No entanto, Camocim acerta no tema e erra na história. Enquanto tudo ao redor do longa-metragem é quente, urgente e atual, a história principal é desinteressante, morna e sem arroubos. Filmada no estilo neo-realista, que mistura ficção e documentário, a trama acompanha a luta de Mayara Gomes, de 23 anos, como cabo eleitoral do amigo César Lucena. Quase ninguém acredita no rapaz, mas a protagonista faz seu trabalho com uma paixão ardente e uma animação que contagia e que, às vezes, chega a irritar.
Há, então, duas vertentes no mesmo longa-metragem: a briga eleitoral da cidade, movimentada pela corrida dos candidatos à prefeitura dos partidos "azul" e "vermelho"; e a história de Mayara e Lucena, que tentam emplacar uma vaga na Câmara dos Vereadores de Camocim de São Félix. Tudo muito real e extremamente destoante, já que a primeira é uma disputa acirrada e que, de fato, reflete a polarização do País, enquanto a outra, que recebe destaque de Delaroche, pouquíssimo tem a dizer ao público geral.
Desse jeito, apenas algumas cenas dessa trama principal possuem um significado que empolga. Uma conversa de Mayara com um rapaz que pretende votar nulo, por exemplo, é um momento que vale pelo filme. E a paixão da protagonista pelas causas que defende é outro ponto interessante, mostrando como ainda há objetivos que ficam de fora das brigas eleitorais e dessa extrema polarização que afeta todo o Brasil. Da parte de Lucena, apenas um ou outro diálogo são interessantes. O resto, descartável.

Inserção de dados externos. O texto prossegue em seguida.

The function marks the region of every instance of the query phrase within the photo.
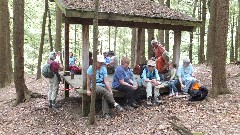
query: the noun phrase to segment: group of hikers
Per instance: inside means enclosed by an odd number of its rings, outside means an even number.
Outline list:
[[[96,72],[96,93],[102,96],[102,111],[105,118],[110,118],[109,103],[112,104],[118,111],[134,110],[141,105],[142,99],[139,95],[140,86],[146,88],[146,104],[151,106],[161,104],[162,100],[158,86],[167,80],[169,96],[178,96],[179,92],[187,94],[196,87],[197,79],[194,75],[194,68],[188,58],[183,60],[183,64],[178,68],[175,63],[169,61],[169,54],[164,46],[152,40],[151,42],[155,57],[148,60],[147,64],[141,71],[140,80],[136,80],[133,71],[129,67],[130,59],[123,57],[118,65],[118,58],[114,56],[114,52],[106,52],[103,55],[97,55],[97,72]],[[110,57],[109,57],[110,54]],[[114,57],[113,57],[114,56]],[[49,63],[54,62],[56,56],[50,53]],[[70,62],[70,60],[69,60]],[[55,62],[57,63],[57,62]],[[60,70],[60,66],[55,67],[54,71]],[[113,68],[113,81],[109,84],[108,70]],[[51,70],[53,70],[51,68]],[[50,89],[48,92],[49,107],[57,108],[56,97],[59,84],[58,76],[49,79]],[[198,83],[197,83],[198,84]],[[200,88],[197,85],[196,89]],[[92,65],[87,69],[87,95],[91,95],[92,87]],[[180,89],[178,89],[180,87]],[[113,97],[112,89],[125,93],[125,105],[119,105]]]

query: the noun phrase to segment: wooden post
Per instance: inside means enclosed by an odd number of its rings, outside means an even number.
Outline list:
[[[82,91],[87,90],[87,69],[89,67],[89,25],[82,25]],[[82,95],[82,116],[90,112],[90,96]]]
[[[141,36],[142,36],[142,28],[137,28],[137,36],[136,36],[136,46],[135,46],[135,65],[142,64],[141,63]]]
[[[69,71],[69,23],[65,23],[65,51],[64,51],[64,67],[65,71]],[[69,84],[64,82],[65,98],[69,97]]]
[[[181,31],[174,31],[173,62],[179,66]]]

Seria mais interessante, então, se Delaroche tivesse ampliado um pouco mais o cenário geral. Afinal, está tudo ali. A ambientação empolga mais do que a trama principal, que acaba sufocada. Com certeza, havia uma indisponibilidade de contar a história dos tais candidatos à prefeitura e, para o diretor, Mayara deve ter se mostrado uma protagonista mais interessante. Mas havia opções, e nem precisava descartar Lucena e Gomes.
De resto, há bons momentos: uma boa trilha, diálogos extremamente naturais, fotografia que ressalta a divisão política da cidade e o final, por mais que você não se empolgue com a candidatura de Lucena, dá embrulhos no estômago com ansiedade quanto ao resultado. Potencializado, é claro, pela tal polarização do ambiente eleitoral.
Camocim é um filme que possui um tema muito mais interessante que a história. Ainda que a protagonista seja interessante e cheia de camadas, não empolga e mostra pouco de todo o potencial que história possui. Triste perceber que poderia ser um novo clássico do neo-realismo brasileiro, mas que vai acabar no mesmo lugar de A Cidade do Futuro, Corpo Elétrico, Pela Janela e afins. Filmes interessantes, mas muito nichados.